Business Law II Final Exam

Spring, 2010 at Medgar Evers College

Bisk problems based on West’s Business Law Business Structure Material

1. In a general partnership, which of the following acts must be approved by all the partners?

a. Dissolution of the partnership

b. Admission of a partner

c. Authorization of a partnership capital expenditure

d. Conveyance of real property owned by the partnership

2. Which of the following statements is correct regarding the division of profits in a general partnership when the written partnership agreement only provides that losses be divided equally among the partners? Profits are to be divided:

a. Based on the partners’ ratio of contribution to the partnership

b. Based on the partners’ participation in day to day management

c. Equally among the partners

d. Proportionately among the partners

3. Price owns 2,000 shares of Universal Corp’s $10 cumulative preferred stock. During its first year of operations, cash dividends of $5 per share were declared on the preferred stock but were never paid. In the second year, dividends on the preferred stock were neither declared nor paid. If Universal is dissolved, which of the following statements is correct?

a. Universal will be liable to Price as an unsecured creditor for $10,000.

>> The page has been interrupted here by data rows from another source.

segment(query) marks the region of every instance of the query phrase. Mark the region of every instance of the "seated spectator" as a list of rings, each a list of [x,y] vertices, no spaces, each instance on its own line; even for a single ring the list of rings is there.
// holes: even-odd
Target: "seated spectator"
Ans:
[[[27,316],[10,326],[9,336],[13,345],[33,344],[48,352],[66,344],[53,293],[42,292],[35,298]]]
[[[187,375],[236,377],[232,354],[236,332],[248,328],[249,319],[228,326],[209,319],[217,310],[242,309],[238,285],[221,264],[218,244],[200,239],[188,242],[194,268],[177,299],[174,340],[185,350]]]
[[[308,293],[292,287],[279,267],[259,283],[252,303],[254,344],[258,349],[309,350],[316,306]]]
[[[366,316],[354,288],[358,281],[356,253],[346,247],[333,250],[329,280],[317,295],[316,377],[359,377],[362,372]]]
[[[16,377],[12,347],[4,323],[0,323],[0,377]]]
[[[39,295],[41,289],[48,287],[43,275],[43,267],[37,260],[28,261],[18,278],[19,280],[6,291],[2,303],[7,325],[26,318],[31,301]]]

b. Universal will be liable to Price as a secured creditor for $20,000.

c. Price will have priority over the claims of Universal’s bond owners.

d. Price will have priority over the claims of Universal’s unsecured judgment creditors.

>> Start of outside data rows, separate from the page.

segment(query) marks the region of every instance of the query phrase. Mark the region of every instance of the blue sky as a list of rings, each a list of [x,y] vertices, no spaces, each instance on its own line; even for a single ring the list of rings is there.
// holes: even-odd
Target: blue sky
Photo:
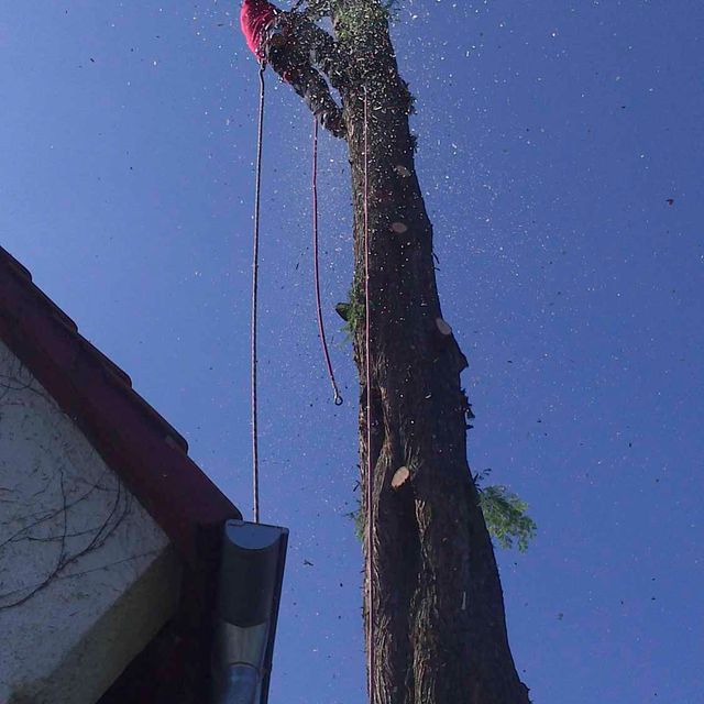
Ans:
[[[257,80],[237,15],[4,0],[0,243],[249,514]],[[470,462],[539,526],[528,553],[499,553],[536,703],[704,701],[702,28],[691,0],[403,0],[394,29],[470,361]],[[332,314],[351,279],[346,157],[322,140],[338,409],[312,306],[310,118],[267,86],[262,510],[292,530],[271,700],[355,704],[356,378]]]

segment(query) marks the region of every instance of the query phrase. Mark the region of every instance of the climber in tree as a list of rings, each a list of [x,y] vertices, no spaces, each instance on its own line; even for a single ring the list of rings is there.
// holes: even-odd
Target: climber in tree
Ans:
[[[240,24],[257,61],[271,64],[304,99],[320,124],[343,138],[342,110],[316,68],[331,75],[336,53],[332,37],[305,13],[284,12],[267,0],[243,0]]]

4. Under the Revised Model Business Corporation Act, which of the following statements is correct regarding corporate officers of a public corporation?

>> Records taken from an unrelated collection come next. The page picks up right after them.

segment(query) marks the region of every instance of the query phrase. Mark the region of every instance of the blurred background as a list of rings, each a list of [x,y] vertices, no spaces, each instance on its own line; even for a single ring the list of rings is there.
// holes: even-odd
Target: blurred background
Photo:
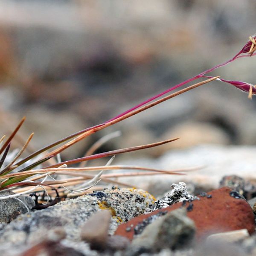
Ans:
[[[230,58],[255,33],[256,11],[253,0],[1,0],[1,134],[26,116],[21,135],[35,132],[32,147],[38,149],[101,123]],[[212,75],[255,84],[255,59]],[[177,137],[126,157],[204,143],[254,145],[256,102],[215,81],[95,134],[63,157],[81,156],[119,130],[122,136],[102,150]]]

a. An officer may not simultaneously serve as a director.

b. A corporation may be authorized to indemnify its officers for liability incurred in a suit by stockholders.

c. Stockholders always have the right to elect a corporation’s officers.

d. An officer of a corporation is required to own at least one share of the corporation’s stock.

5. Which of the following statements is a general requirement for the merger of two corporations?

a. The merger plan must be approved unanimously by the stockholders of both corporations.

b. The merger plan must be approved unanimously by the boards of both corporations.

c. The absorbed corporation must amend its articles of incorporation.

d. The stockholders of both corporations must be given due notice of a special meeting, including a copy or summary of the merger plan.

6. Food Corp. owned a restaurant called The Ambers. The corporation president, T.J. Jones, hired a contractor to make repairs at the restaurant, signing the contract, “T.J. Jones for The Ambers.” Two invoices for restaurant repairs were paid by Food Corp. with corporate checks. Upon presenting the final invoice, the contractor was told that it would not be paid. The contractor sued Food Corp. Which of the following statements is correct regarding the liability of Food Corp.?

a. It is not liable because Jones is liable.

b. It is not liable because the corporation was an undisclosed principal.

c. It is liable because Jones is not liable.

d. It is liable because Jones had authority to make the contract.

Questions 7 and 8 –

The following are pairs of moot court cases and concepts from this semester. Pick at least two of the following pairs and a) identify the facts of the case; b) identify the term and how the term made a difference in the case; and c) identify how you would have resolved each case.

Case / Concept
National Franchise Association v. Burger King, Inc. / Section 2 of the Sherman Antitrust Act
Merck v. Reynolds / Section 10(b) of the Securities Exchange Act of 1934
City of Ontario v. Quon / Privacy under the Fourth Amendment Search and Seizures Clause
Omega v. Costco / The First Sale Doctrine of the U.S. Copyright Act

Answer the following two questions by applying Business Law II concepts and using the CIRAC format – [Conclusion; Issue; Rule; Application; Conclusion]:

9. In the early 1980s, D’Amato, acting as agent for the young Mike Tyson, agreed with Rooney that Rooney would be Tyson’s trainer “for as long as [Tyson fights] professionally.” The parties also agreed that Rooney would receive 10 percent of Tyson’s boxing earnings. In 1986, Tyson orally reaffirmed the agreement, stating that Rooney “will be Mike Tyson’s trainer as long as Mike Tyson is a professional fighter.” In 1988, apparently in connection with Rooney’s alleged comments about Tyson’s divorce and other business litigation, Tyson formally terminated his boxer-trainer relationship with Rooney. In 1989, Rooney sued Tyson for breach of contract in federal district court. Should the doctrine of employment-at-will apply to this oral contract “for as long as the boxer fights professionally?” (Business Law: The Ethical, Global, and E-Commerce Environment, 14th Ed., Mallor, Barnes, Bowers, and Langvardt, p. 1342)

10. Discuss fully whether either of the following actions would constitute a violation of Title VII of the 1964 Civil Rights Act, as amended: a) Tennington, Inc. is a consulting firm and has ten employees. These employees travel on consulting jobs in seven states. Tennington has an employment record of hiring only white males.

b) Novo Films is making a movie about Sweden and needs to employ approximately one hundred extras for this picture. Novo advertises in all major newspapers in New York for the hiring of these extras. The ad states that only Caucasians need apply. (based on West’s Business Law, 11th ed.)